Lastly, in order to get true relief from PMS symptoms, it is important to "soothe Liver qi." This feat is a little harder to achieve with our typical palette of foods and spices. So we have started with several pungent aromatics to move qi. Scallions, Aleppo (a type of hot pepper that originates from the war torn city in Syria), mustard all have this dispersing property that moves stagnant qi. To these spices, we add vinegar, because it has the property of entering the Liver (sourness is the flavor associated with the Liver) and therefore directs the pungency of these aromatics to the area most in need of it. Lastly, we add mint as a garnish. Mint not only moves qi, but it also soothes the Liver and can reduce abdominal pain and menstrual cramping. We hope this dish will bring some relief to our readers. We also encourage you to combine it with Dao's Emotional Balance, which has helped generations of women in China to manage their menstrual cycle.
Wild Rice with Roasted Brussel Sprouts, Scallions and Dried Cherries
Prep Time / Cook Time
15 minutes / 30 minutes
1 Cup Wild Rice
3-4 Cups Water
10-12 Brussel Sprouts
Scallions, two-three inch cut
1 Teaspoon Sumac or more to taste
1 Teaspoon Aleppo Chile or more to taste
1 Teaspoon Hemp Seed
1 Teaspoon Chia Seed
1 Teaspoon Flax Seed
Several mint leaves
¼ Cup Dried Cherries
¼ Cup Cherry Vinegar or vinegar of choice
2 Teaspoons Dijon Mustard
3-4 Ounces Olive Oil
Salt and Pepper
Rinse wild rice and add to boiling water (1 to 3-4 ratio) and simmer covered for around 25 minutes or until cooked to desired texture and set aside.

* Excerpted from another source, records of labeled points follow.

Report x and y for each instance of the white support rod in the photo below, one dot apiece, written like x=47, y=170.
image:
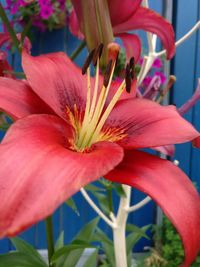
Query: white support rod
x=139, y=205
x=119, y=233
x=98, y=211
x=146, y=66
x=182, y=39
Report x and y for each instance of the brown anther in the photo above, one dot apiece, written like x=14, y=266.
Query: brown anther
x=107, y=73
x=113, y=51
x=171, y=81
x=128, y=78
x=88, y=61
x=97, y=53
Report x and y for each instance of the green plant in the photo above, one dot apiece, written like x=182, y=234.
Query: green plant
x=168, y=250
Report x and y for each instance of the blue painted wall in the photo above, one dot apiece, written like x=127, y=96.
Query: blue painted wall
x=186, y=67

Make the cherry sauce by adding dried cherries, vinegar, dijon, salt and pepper to a small food processor. While processor is running, slowly add about 2-3 tablespoons olive oil.
Trim Brussel sprouts, cut in half, lightly blanch, shock and begin browning cut side down in a hot pan with 1-2 tablespoons olive oil. You can skip the blanching step if you like your sprouts crunchy. Turn as the cut sides brown and add the sumac and Aleppo chile. Sumac is a wonderful spice that adds a lemony flavor reminiscent of vinegar while Aleppo chile adds a fruity heat to the dish, both are essential in Middle Eastern cooking and perfect for the warming aspects of the dish. Add the scallions, chia, flax, hemp and saute while adding a splash or two of water as needed. Add a couple tablespoons of the cherry sauce, toss and adjust seasoning and garnish with fresh mint.